In the UK for conservation, it will be go on view at London tapestry specialists, Franses, from October 1-19.
The monumental tapestry - nearly 20ft wide - depicts a spectacular bonfire upon which Saint Paul directs the burning of irreligious books of magic. A strongly political work that raises the timeless issues of power, censorship and the control of ideas, it was ordered by Henry VIII during the 1530s around the time of the Act of Supremacy.
Pieter Coecke van Aelst provided the design (the preparatory drawing survives in Ghent and a fragment of the full cartoon in New York) that was later woven at huge expense with gold, silver and coloured silk threads.
“Holy Grail of Tudor tapestry”
Thomas Campbell, a former director of the Metropolitan Museum of Art and authority on Renaissance tapestry who studied this lost set for his 2007 book Henry VIII and the Art of Majesty: Tapestries at the Tudor Court, has described the rediscovered tapestry as “the Holy Grail of Tudor tapestry”.

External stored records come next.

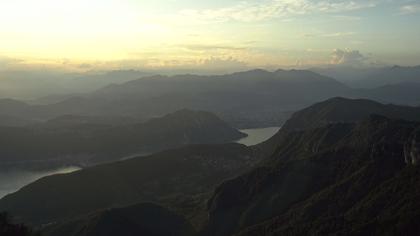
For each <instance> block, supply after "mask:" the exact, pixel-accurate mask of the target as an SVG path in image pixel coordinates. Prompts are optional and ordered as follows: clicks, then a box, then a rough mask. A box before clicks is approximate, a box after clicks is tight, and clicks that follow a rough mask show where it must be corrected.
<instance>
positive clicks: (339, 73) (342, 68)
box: [311, 66, 420, 88]
mask: <svg viewBox="0 0 420 236" xmlns="http://www.w3.org/2000/svg"><path fill="white" fill-rule="evenodd" d="M311 71H314V72H316V73H320V74H322V75H325V76H329V77H331V78H335V79H337V80H338V81H340V82H343V83H345V84H347V85H349V86H351V87H356V88H377V87H382V86H388V85H395V84H400V83H420V66H413V67H404V66H392V67H371V68H354V67H345V66H336V67H330V68H313V69H311Z"/></svg>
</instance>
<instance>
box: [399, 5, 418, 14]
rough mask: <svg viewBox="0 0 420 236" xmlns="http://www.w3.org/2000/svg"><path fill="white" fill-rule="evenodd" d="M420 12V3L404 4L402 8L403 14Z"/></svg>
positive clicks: (402, 11)
mask: <svg viewBox="0 0 420 236" xmlns="http://www.w3.org/2000/svg"><path fill="white" fill-rule="evenodd" d="M416 13H420V4H413V5H404V6H402V7H401V8H400V14H401V15H409V14H416Z"/></svg>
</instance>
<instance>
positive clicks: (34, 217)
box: [0, 144, 256, 224]
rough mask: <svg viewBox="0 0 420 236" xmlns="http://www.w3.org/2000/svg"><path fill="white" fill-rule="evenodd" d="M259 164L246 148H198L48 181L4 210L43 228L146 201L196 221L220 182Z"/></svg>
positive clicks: (66, 176) (2, 203) (39, 186)
mask: <svg viewBox="0 0 420 236" xmlns="http://www.w3.org/2000/svg"><path fill="white" fill-rule="evenodd" d="M255 162H256V160H255V159H253V153H252V152H251V151H250V150H249V148H248V147H246V146H244V145H240V144H220V145H195V146H190V147H185V148H181V149H176V150H169V151H165V152H161V153H157V154H154V155H151V156H147V157H138V158H133V159H130V160H126V161H121V162H116V163H110V164H105V165H99V166H95V167H91V168H87V169H83V170H81V171H77V172H73V173H70V174H62V175H54V176H49V177H45V178H42V179H40V180H38V181H36V182H34V183H32V184H29V185H27V186H26V187H23V188H22V189H21V190H19V191H18V192H16V193H13V194H10V195H8V196H6V197H4V198H3V199H1V200H0V209H1V210H7V211H10V212H13V213H14V214H15V215H16V217H17V218H19V219H20V220H22V221H23V222H28V223H34V224H41V223H49V222H54V221H57V220H61V219H65V218H67V217H74V216H77V215H80V214H86V213H89V212H91V211H95V210H99V209H104V208H109V207H118V206H125V205H129V204H135V203H138V202H145V201H146V202H158V203H161V204H163V205H169V206H171V207H172V208H177V209H178V210H179V211H180V212H187V213H186V215H187V217H193V216H194V215H196V214H199V213H200V212H199V211H200V209H195V208H196V205H201V202H203V203H204V199H203V197H204V198H205V197H206V196H208V194H210V193H211V191H212V189H213V188H214V187H215V186H216V185H217V184H219V183H221V182H222V181H223V180H225V179H227V178H231V177H234V176H236V175H238V174H239V173H241V172H243V171H245V170H247V169H249V168H250V167H251V166H253V165H254V163H255ZM187 210H188V211H187ZM200 214H201V213H200Z"/></svg>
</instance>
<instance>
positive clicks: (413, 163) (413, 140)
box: [404, 130, 420, 165]
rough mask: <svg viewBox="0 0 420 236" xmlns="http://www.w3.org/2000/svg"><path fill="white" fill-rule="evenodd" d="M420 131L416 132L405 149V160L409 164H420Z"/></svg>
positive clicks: (412, 164)
mask: <svg viewBox="0 0 420 236" xmlns="http://www.w3.org/2000/svg"><path fill="white" fill-rule="evenodd" d="M419 131H420V130H416V132H414V134H413V135H412V137H411V138H410V139H409V140H408V142H407V144H406V145H405V147H404V158H405V162H406V163H407V164H412V165H417V164H418V163H419V162H420V132H419Z"/></svg>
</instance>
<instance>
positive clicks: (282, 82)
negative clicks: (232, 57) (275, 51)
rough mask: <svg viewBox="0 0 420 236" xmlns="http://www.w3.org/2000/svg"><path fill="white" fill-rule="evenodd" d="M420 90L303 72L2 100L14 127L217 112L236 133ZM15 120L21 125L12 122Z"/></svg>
mask: <svg viewBox="0 0 420 236" xmlns="http://www.w3.org/2000/svg"><path fill="white" fill-rule="evenodd" d="M410 81H411V80H410ZM419 89H420V83H410V84H408V82H407V81H404V83H397V84H392V85H387V86H383V87H378V88H374V89H353V88H350V87H348V86H346V85H344V84H343V83H340V82H338V81H336V80H334V79H332V78H329V77H326V76H322V75H319V74H316V73H314V72H310V71H304V70H288V71H286V70H277V71H274V72H269V71H265V70H252V71H246V72H238V73H233V74H227V75H217V76H199V75H188V74H187V75H177V76H151V77H144V78H141V79H137V80H132V81H129V82H126V83H122V84H112V85H109V86H106V87H104V88H102V89H99V90H96V91H94V92H92V93H87V94H84V95H80V94H79V95H75V96H74V97H72V96H65V97H63V100H60V99H58V100H55V102H53V103H49V104H44V105H29V104H25V103H22V102H18V101H13V100H10V99H8V100H7V99H6V100H0V117H4V116H6V115H7V117H8V119H9V121H8V122H9V124H12V125H17V124H19V123H21V124H26V123H33V122H39V121H40V120H41V121H45V120H48V119H53V118H55V117H58V116H63V115H69V114H70V115H75V116H93V117H106V116H109V117H121V116H124V117H129V118H131V119H137V120H147V119H150V118H152V117H156V116H162V115H165V114H168V113H171V112H174V111H177V110H180V109H184V108H187V109H193V110H205V111H210V112H213V113H215V114H217V115H218V116H219V117H221V118H222V119H223V120H226V121H227V122H228V123H229V124H231V125H232V126H235V127H237V128H251V127H268V126H280V125H282V124H283V123H284V121H285V120H287V118H288V117H289V116H290V114H291V112H292V111H295V110H299V109H302V108H304V107H306V106H309V105H311V104H313V103H316V102H319V101H322V100H325V99H328V98H331V97H335V96H344V97H352V98H367V99H373V100H377V101H379V102H383V103H395V104H401V105H418V104H419V103H420V94H419V93H418V91H419ZM13 117H14V118H16V120H20V122H19V123H16V122H11V121H10V118H13ZM3 119H4V120H6V119H5V118H3Z"/></svg>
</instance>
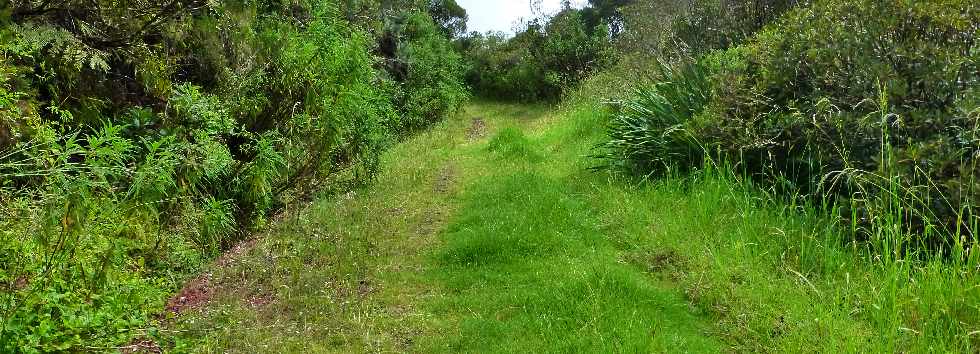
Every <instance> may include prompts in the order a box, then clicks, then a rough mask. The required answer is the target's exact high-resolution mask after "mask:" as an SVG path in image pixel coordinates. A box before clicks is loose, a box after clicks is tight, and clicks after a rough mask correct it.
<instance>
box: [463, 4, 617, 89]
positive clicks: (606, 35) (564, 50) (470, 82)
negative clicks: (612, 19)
mask: <svg viewBox="0 0 980 354" xmlns="http://www.w3.org/2000/svg"><path fill="white" fill-rule="evenodd" d="M587 14H592V13H591V12H586V11H585V10H576V9H572V8H566V9H564V10H562V11H561V12H559V13H558V14H556V15H554V16H553V17H550V18H543V19H535V20H532V21H530V22H528V23H526V24H525V27H524V28H523V29H522V30H520V31H518V33H517V34H516V35H515V36H514V37H513V38H509V39H508V38H505V37H504V35H503V34H499V33H496V34H495V33H487V34H479V33H474V34H471V35H470V36H469V37H468V38H465V39H463V40H462V47H463V48H464V52H465V54H466V57H467V59H468V61H469V64H470V71H469V73H468V75H467V81H468V82H469V83H470V85H472V86H473V88H474V90H475V91H476V92H478V93H480V94H482V95H484V96H491V97H498V98H508V99H519V100H536V99H555V98H558V97H559V96H561V94H562V92H563V90H564V89H565V88H567V87H571V86H573V85H575V84H576V83H578V82H579V81H581V80H582V79H583V78H585V77H587V76H588V75H590V74H592V73H594V72H595V71H597V70H599V69H600V68H603V67H605V66H607V65H609V63H611V62H612V60H613V58H614V53H613V51H612V43H611V41H610V33H609V27H608V26H607V25H606V23H605V22H596V19H595V18H594V17H587V16H586V15H587ZM590 21H591V22H594V23H590Z"/></svg>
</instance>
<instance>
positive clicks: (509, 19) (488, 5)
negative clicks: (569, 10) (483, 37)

It is the only known survivor from the set of nine woven compositions depicting events from life of Saint Paul that were delivered to the court from the Low Countries in 1538-39. Listed in an inventory of Hampton Court on the king’s death in 1547, and later at Windsor Castle until the 1770s, this particular weaving is thought to have remained in England until the late 1960s when it was acquired a dealer in Barcelona.
Currently the tapestry is part of a private collection in Spain. In England only temporarily to be cleaned and conserved, it is one of four Henrician tapestries and two later Tudor textiles which will be exhibited at Franses this autumn.
Thomas Campbell will be giving a free public lecture, with tickets on a first come first served basis, at the Royal Academy of Arts on Saturday, October 6 at 3pm titled: The Art of Majesty: Henry VIII’s Tapestry Collection.